Sommige automatiseringsleveranciers lijken hun weddenschappen op cloudsystemen af ​​te dekken, misschien met een goede reden. In september lanceerde Rockwell Automation Inc. (Milwaukee) een nieuwe on-premises detectiedienst voor bedreigingen die bedrijven helpt bij het detecteren en herstellen van inbraken. Het bevat technologie van ontwikkelaar van OT-applicaties Claroty (New York) die tot doel heeft "duidelijkheid" te bieden aan de OT-ruimte.

De dreigingsdetectieservice is een passieve, niet-intrusieve beveiligingsoplossing en hanteert een productonafhankelijke benadering om een ​​activa-inventarisatie te creëren voor zowel IT- als OT-systemen in een industriële operatie, volgens Umair Masud, portfoliomanager voor adviesdiensten van Rockwell. Het systeem gaat diep in op industriële netwerkprotocollen en gebruikt software voor het detecteren van bedreigingen om de netwerkactiva van de eindgebruiker in kaart te brengen en hoe ze met elkaar communiceren.

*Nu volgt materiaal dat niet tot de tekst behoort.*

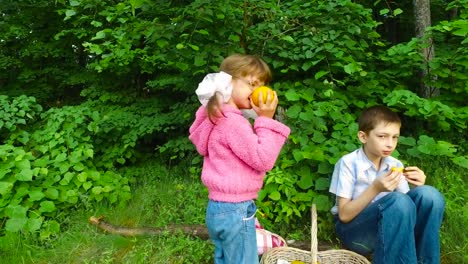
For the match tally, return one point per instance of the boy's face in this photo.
(381, 141)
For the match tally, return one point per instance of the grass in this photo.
(163, 196)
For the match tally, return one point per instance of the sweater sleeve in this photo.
(259, 146)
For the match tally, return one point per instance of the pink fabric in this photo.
(236, 155)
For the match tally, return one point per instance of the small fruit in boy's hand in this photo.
(398, 169)
(297, 262)
(256, 94)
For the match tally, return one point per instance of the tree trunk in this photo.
(422, 15)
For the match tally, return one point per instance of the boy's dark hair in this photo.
(373, 115)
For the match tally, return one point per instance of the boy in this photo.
(376, 211)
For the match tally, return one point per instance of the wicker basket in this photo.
(314, 256)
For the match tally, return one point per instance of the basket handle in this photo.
(313, 243)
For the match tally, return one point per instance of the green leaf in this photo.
(33, 224)
(16, 211)
(275, 196)
(25, 175)
(384, 11)
(36, 195)
(461, 161)
(322, 202)
(69, 13)
(47, 207)
(5, 187)
(320, 74)
(15, 224)
(322, 184)
(397, 11)
(52, 193)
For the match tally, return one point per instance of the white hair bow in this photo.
(214, 82)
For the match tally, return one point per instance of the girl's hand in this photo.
(389, 182)
(268, 108)
(414, 175)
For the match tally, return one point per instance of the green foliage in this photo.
(48, 166)
(135, 65)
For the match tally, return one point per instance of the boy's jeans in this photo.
(398, 228)
(231, 227)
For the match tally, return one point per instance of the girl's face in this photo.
(381, 141)
(242, 88)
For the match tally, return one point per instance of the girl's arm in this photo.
(348, 209)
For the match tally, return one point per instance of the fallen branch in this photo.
(198, 231)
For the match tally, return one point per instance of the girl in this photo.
(236, 155)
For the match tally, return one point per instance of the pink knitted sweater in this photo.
(236, 155)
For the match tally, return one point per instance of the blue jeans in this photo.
(398, 228)
(231, 227)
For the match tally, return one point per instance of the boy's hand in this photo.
(268, 108)
(389, 182)
(414, 175)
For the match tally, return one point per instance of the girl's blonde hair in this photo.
(240, 66)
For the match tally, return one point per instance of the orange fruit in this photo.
(256, 94)
(397, 169)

"Er is nog steeds, misschien terecht, vrees om OT-omgevingen rechtstreeks met de cloud te verbinden", zegt Masud. "Dit is een gedisciplineerde en verantwoordelijke aanpak op locatie."

Het Claroty-systeem, dat ongeveer drie jaar onder proef is, wordt nu uitgerold, zei Masud. Naast Rockwell wordt het systeem ook gebruikt door Schneider Electric en andere automatiseringsleveranciers.

"We willen klanten helpen zichzelf te verdedigen", zei Masud. "In een aanvalscontinuüm is er wat je doet voor, tijdens en na een aanval. Je moet je bewust zijn van wat je hebt en tegenmaatregelen bedenken om het te beschermen, met behulp van zaken als zonefirewalls en authenticatie in twee stappen of in twee stappen. En na een aanval moet je ervoor zorgen dat je middelen en de betrokkenen kunnen herstellen door over de juiste back-up- en hersteltools te beschikken.”